Bracing in steel halls is a very important design element. These are typically lightweight components that perform a number of important tasks. The primary role of steel bracing is to ensure the stability of the hall as a whole. This is because typical steel halls are designed as connected to the foundations in an articulated manner. This means that there is a structural stiffness deficiency in the direction perpendicular to the plane of the main frame. It is the bracing system that is responsible for supporting the hall structure in the longitudinal direction. It should be emphasised here that the bracing system is not only the most common, “X” type bracing that is found on the roof. It is a combination of more than a dozen elements that together perform the stiffening role. Read the next paragraph for details on individual types of bracing. Back to the role of bracing, note that its is responsible for taking the forces of wind blowing on the gable wall and then bringing them down to the foundation. This is a particularly important role where industrial halls are of considerable height. Then the wind pushing on the gable wall is significant. Steel hall bracing, when properly located and designed, can significantly reduce the weight of the entire hall structure. This is because they improve the “working” conditions of the hall’s columns, rafters and roof purlins. An experienced designer can minimise the weight of an industrial building through the appropriate use of a bracing system. Roof bracing for steel halls can reduce structural imperfections in the roof rafter. With significant impacts transmitted to the roof rafter, it tends to lose its alignment. In this situation, the roof bracing supports the girder eliminating this effect. In addition, a correctly designed bracing system strongly reduces the tilt of the main columns of the steel hall. So what are the principles for designing industrial hall bracing? It is a good practice to locate the transverse slope brace (i.e. the roof bracing) in the penultimate fields of the hall.
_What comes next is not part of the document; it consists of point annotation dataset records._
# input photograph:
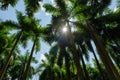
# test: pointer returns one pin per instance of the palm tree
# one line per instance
(5, 3)
(22, 26)
(101, 49)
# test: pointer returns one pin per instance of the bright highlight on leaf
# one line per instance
(65, 29)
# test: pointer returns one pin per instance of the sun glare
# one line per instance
(64, 29)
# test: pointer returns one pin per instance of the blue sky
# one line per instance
(9, 14)
(45, 19)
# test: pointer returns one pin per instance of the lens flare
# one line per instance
(64, 29)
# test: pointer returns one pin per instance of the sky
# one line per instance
(45, 19)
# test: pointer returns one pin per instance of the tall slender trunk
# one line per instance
(99, 67)
(2, 72)
(67, 64)
(84, 66)
(111, 70)
(29, 61)
(76, 57)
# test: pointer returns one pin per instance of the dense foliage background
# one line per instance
(81, 32)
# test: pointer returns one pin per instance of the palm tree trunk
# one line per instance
(67, 64)
(29, 61)
(75, 54)
(84, 66)
(99, 67)
(111, 70)
(9, 56)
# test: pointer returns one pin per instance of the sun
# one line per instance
(64, 29)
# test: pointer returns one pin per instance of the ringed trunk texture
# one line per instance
(67, 64)
(84, 66)
(99, 67)
(75, 54)
(29, 61)
(2, 72)
(111, 70)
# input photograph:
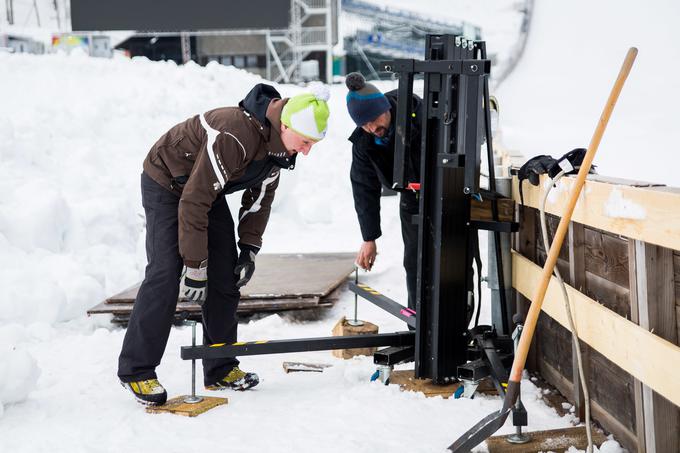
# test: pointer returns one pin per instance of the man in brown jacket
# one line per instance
(190, 237)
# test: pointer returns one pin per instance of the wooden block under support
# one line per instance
(556, 440)
(343, 329)
(290, 367)
(406, 381)
(179, 407)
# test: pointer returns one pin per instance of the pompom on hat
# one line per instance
(307, 113)
(365, 102)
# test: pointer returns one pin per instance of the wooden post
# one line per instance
(656, 309)
(526, 245)
(634, 316)
(577, 277)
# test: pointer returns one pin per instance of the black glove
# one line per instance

There are several reasons for this arrangement:

  1. In the case of hall extensions, it does not interfere with the bracing system, which is not connected to the last frame
  2. The gable wall, additionally supported by columns, has a smaller rafter than the internal frames.

So what profiles are used for the bracing bars? In a typical industrial hall with no overhead cranes, round bars, solid D16-D25, are used. These are flaccid bars that can only transmit tensile forces. Where transport in the hall is done by cranes, the bracing should be made of round, square or rectangular tubes. This is because an overhead crane, while moving, generates both tensile and compressive forces which change multiple times. Round bars would quickly elongate and require frequent tensioning.
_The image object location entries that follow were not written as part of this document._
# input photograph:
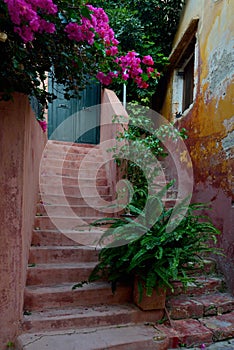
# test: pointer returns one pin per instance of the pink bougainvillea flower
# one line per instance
(43, 125)
(148, 60)
(112, 51)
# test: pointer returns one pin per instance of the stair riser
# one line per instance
(40, 276)
(73, 191)
(77, 322)
(66, 181)
(53, 200)
(68, 224)
(80, 211)
(75, 172)
(36, 301)
(45, 256)
(43, 238)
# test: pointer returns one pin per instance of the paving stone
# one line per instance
(128, 337)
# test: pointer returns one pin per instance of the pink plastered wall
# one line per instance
(110, 108)
(21, 145)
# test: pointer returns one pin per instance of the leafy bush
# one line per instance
(146, 248)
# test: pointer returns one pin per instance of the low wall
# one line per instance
(21, 145)
(111, 107)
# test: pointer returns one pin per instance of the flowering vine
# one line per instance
(72, 43)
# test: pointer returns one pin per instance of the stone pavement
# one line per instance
(224, 345)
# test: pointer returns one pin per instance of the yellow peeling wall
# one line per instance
(210, 120)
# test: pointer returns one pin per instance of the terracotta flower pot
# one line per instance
(155, 302)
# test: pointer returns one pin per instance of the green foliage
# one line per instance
(145, 249)
(142, 145)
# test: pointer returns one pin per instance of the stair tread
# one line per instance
(131, 337)
(73, 247)
(67, 287)
(60, 266)
(82, 311)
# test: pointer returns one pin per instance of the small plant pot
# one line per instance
(155, 302)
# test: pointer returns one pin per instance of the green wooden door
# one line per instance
(75, 120)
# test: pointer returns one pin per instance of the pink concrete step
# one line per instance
(49, 274)
(182, 307)
(57, 238)
(190, 332)
(80, 317)
(80, 210)
(73, 191)
(62, 254)
(122, 337)
(53, 200)
(62, 295)
(74, 172)
(72, 181)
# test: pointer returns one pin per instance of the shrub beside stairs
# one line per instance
(56, 316)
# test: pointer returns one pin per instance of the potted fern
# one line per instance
(145, 252)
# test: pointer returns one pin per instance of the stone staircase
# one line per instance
(73, 192)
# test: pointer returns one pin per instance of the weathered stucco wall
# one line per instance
(210, 119)
(21, 145)
(111, 107)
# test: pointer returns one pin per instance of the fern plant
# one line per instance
(144, 247)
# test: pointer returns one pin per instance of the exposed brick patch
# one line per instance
(222, 326)
(186, 332)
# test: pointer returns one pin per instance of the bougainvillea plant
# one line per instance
(71, 41)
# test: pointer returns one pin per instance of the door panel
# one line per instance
(72, 120)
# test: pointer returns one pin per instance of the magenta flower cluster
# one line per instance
(98, 24)
(27, 21)
(130, 66)
(31, 16)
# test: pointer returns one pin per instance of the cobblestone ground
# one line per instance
(224, 345)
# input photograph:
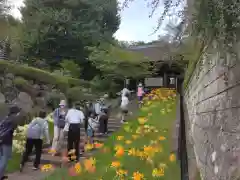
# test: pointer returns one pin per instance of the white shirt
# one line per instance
(125, 91)
(124, 102)
(97, 107)
(74, 116)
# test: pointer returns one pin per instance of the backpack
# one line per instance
(5, 128)
(61, 120)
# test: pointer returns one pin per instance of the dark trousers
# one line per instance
(74, 139)
(103, 128)
(37, 144)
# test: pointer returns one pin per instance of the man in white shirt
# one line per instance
(125, 91)
(74, 119)
(124, 107)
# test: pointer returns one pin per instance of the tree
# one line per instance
(116, 63)
(61, 29)
(4, 7)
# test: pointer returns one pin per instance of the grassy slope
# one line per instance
(130, 163)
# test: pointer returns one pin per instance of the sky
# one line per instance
(135, 22)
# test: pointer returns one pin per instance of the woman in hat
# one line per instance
(59, 124)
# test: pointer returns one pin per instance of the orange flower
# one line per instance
(119, 138)
(161, 138)
(47, 167)
(135, 136)
(72, 172)
(142, 120)
(98, 145)
(52, 151)
(89, 165)
(115, 164)
(128, 142)
(120, 152)
(105, 150)
(121, 172)
(172, 157)
(137, 176)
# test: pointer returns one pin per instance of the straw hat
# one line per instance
(62, 103)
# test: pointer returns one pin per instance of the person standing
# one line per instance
(103, 121)
(140, 93)
(37, 130)
(88, 110)
(124, 108)
(7, 127)
(59, 124)
(74, 119)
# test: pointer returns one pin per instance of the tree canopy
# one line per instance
(61, 29)
(117, 63)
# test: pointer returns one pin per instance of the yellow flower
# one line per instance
(119, 138)
(78, 168)
(132, 152)
(128, 142)
(120, 152)
(142, 120)
(121, 172)
(47, 167)
(52, 151)
(172, 157)
(118, 147)
(89, 165)
(98, 145)
(158, 172)
(137, 176)
(135, 136)
(115, 164)
(73, 157)
(72, 151)
(161, 138)
(89, 147)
Bracing in the pre-extreme areas facilitates the prefabrication of these elements due to the consistency of the internal rafter profiles.

Of course, two bracing fields will not do the job in every case. Industrial facilities with lengths in excess of 70-80 m will require an additional internal bracing field.

The most common bracing found in steel halls

In a typical steel hall, several types of bracing can be distinguished. Each plays an important role in conveying the impact of an industrial facility:

  • the transverse slope braces are ‘X’ shaped bars that are located on the roof of the hall. It stabilises the hall in longitudinal direction.
  • the vertical wall brace is also a circular bar positioned in the hall walls in the same fields as the transverse slope braces. Like the above braces, it stabilises the hall relative to its longer dimension.
  • the vertical roof (ridge) brace is the element that laterally stabilises the truss support system of the structure. It is placed near the ridge along the entire hall. Used in long-span halls where the roof structure consists of truss girders.
  • the eaves braces are bars in an ‘X’ pattern that are located along the eaves of the hall. It is an element used particularly for tall halls that carry significant loads from wind blowing on the long side of the structure.
  • gable wall braces are ‘X’ bars located between the gable wall columns. They are responsible for the rigidity of the entire gable wall
  • the torsion bar of the roof transom is the so-called “stay” that supports the bottom flange of the transom

It should be noted that the roof purlins, although not referred to as bracing, also play an important role in stiffening the hall structure. Together, all of these types of bracing form the bracing system of the steel hall. The role of the designer is to position, define the shape, dimensions and, of course, the cross-sections of the bars used for bracing appropriately.